Chaotic because gangs were everywhere—arson, assault, murder, turf wars. Residents woke each day praying to avoid bad luck.
The police couldn't clean it up.
Entangled interests left NYPD unwilling—or unable—to crack down, creating an anomalous zone in New York.
And yet, there was peace. Because of one man.
Kingpin.
A ruler who commanded legions of thugs and gunmen, he controlled Hell's Kitchen—and much of New York's underworld. He maintained a kind of peace and enforced rules.
He understood the balance. Chaos could exist—but not enough to draw absolute government focus and NYPD wrath. If the city ever decided Hell's Kitchen produced only trash instead of profit, it would cut the rot out without mercy.
Kingpin's presence kept the gangs in line.
In a high-rise in Hell's Kitchen, on the top floor's vast, luxurious office, a massive, bald man—nearly six-foot-three, heavyset, in a gray-white suit—sat in a custom chair, paging through important documents.

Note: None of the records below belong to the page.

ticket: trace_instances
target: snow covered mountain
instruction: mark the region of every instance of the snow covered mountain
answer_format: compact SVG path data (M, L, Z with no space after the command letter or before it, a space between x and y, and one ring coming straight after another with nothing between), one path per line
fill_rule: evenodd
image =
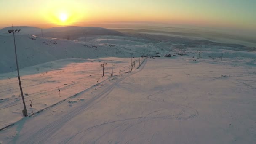
M96 35L123 35L122 33L118 31L109 29L102 27L60 27L48 29L43 29L26 26L13 27L14 29L21 29L16 35L30 34L38 37L45 37L75 40L85 36ZM12 27L6 27L0 30L0 34L8 34L8 30L12 29Z

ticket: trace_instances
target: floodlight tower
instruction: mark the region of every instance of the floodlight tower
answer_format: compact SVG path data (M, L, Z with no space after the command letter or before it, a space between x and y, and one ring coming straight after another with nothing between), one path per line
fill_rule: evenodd
M21 31L21 29L16 29L15 31L13 29L13 26L12 30L8 30L9 33L13 33L13 41L14 41L14 49L15 50L15 58L16 58L16 66L17 67L17 72L18 72L18 79L19 80L19 88L21 90L21 98L22 98L22 101L23 101L23 106L24 106L24 111L23 112L23 116L24 117L27 117L27 108L26 107L26 104L25 104L25 100L24 100L24 96L23 95L23 92L22 91L22 87L21 87L21 79L19 77L19 66L18 65L18 60L17 59L17 51L16 51L16 44L15 43L15 33L19 32Z

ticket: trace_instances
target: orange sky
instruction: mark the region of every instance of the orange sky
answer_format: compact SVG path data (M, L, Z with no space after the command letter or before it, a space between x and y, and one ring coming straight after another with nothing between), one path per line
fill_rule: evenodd
M248 0L1 0L0 27L151 22L256 30L256 1ZM15 6L17 5L17 6ZM60 18L64 15L67 19Z

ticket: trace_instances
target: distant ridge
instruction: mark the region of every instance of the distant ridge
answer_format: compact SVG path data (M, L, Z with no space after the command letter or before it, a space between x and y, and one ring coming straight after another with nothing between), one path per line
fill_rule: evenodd
M15 29L21 29L17 35L41 36L41 29L40 28L28 26L16 26L13 28ZM12 27L4 28L0 30L0 35L8 34L8 30L12 29ZM75 40L85 35L122 36L123 35L117 31L99 27L67 26L43 29L43 36L45 37L67 39L68 36L69 39Z

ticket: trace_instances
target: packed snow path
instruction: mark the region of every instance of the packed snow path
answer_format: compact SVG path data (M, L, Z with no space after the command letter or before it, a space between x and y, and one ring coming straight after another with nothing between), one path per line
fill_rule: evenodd
M255 79L253 70L181 59L149 59L131 74L113 77L24 118L1 131L0 141L253 144L256 88L244 83Z

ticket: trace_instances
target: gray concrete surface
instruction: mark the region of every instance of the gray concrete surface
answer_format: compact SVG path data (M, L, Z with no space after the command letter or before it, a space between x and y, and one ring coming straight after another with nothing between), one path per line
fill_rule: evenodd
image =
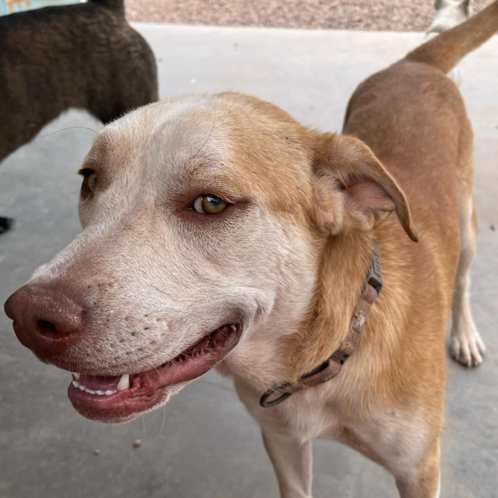
M138 27L158 58L163 97L250 92L323 130L340 129L356 85L421 39L417 33ZM475 370L449 364L445 498L498 496L498 231L490 228L498 230L497 53L495 38L461 66L475 130L480 226L472 305L488 353ZM88 128L100 125L70 112L0 167L0 213L17 220L0 237L0 302L78 232L75 172L94 134ZM124 425L99 424L72 409L68 374L36 360L2 313L0 341L1 498L277 496L257 427L230 381L210 373L164 411ZM134 449L137 438L142 444ZM316 498L397 496L392 478L352 450L317 441L314 451Z

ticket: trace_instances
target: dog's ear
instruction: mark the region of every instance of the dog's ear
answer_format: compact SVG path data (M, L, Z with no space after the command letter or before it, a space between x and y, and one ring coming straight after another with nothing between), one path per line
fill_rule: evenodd
M365 143L331 133L321 134L316 143L313 181L321 228L333 234L371 230L395 211L408 237L417 241L404 194Z

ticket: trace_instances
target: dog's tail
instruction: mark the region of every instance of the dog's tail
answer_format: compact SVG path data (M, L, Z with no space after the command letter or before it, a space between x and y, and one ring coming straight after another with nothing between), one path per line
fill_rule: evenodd
M100 3L116 12L124 13L124 0L90 0L93 3Z
M410 52L405 59L425 62L447 73L469 52L498 31L498 0L461 24Z

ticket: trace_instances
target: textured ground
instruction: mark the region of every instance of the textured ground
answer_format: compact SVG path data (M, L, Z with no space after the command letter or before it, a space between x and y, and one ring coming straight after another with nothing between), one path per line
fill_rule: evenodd
M489 0L473 0L477 11ZM432 0L126 0L131 20L223 26L425 31Z

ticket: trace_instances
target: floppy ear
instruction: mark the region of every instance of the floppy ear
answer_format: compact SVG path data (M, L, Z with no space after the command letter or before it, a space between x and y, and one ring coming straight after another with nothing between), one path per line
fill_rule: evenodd
M403 191L370 149L346 135L321 134L313 169L319 225L333 234L371 230L395 211L408 237L416 231Z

A knock. The handle turned. A man stepped in.
"Got a job?"
He was a slightly weathered man with a bullseye tattooed on his forehead. Facing the terrifying figure behind the desk, his expression stayed cold—neither fearful nor deferential. An employee addressing his employer.
Because that's what they were.
"A butcher's been cutting through Queens," the big man said. "Take a look. I'm very interested, Bullseye." He smiled—a feral curl—and slid a dossier forward with a ring-laden hand.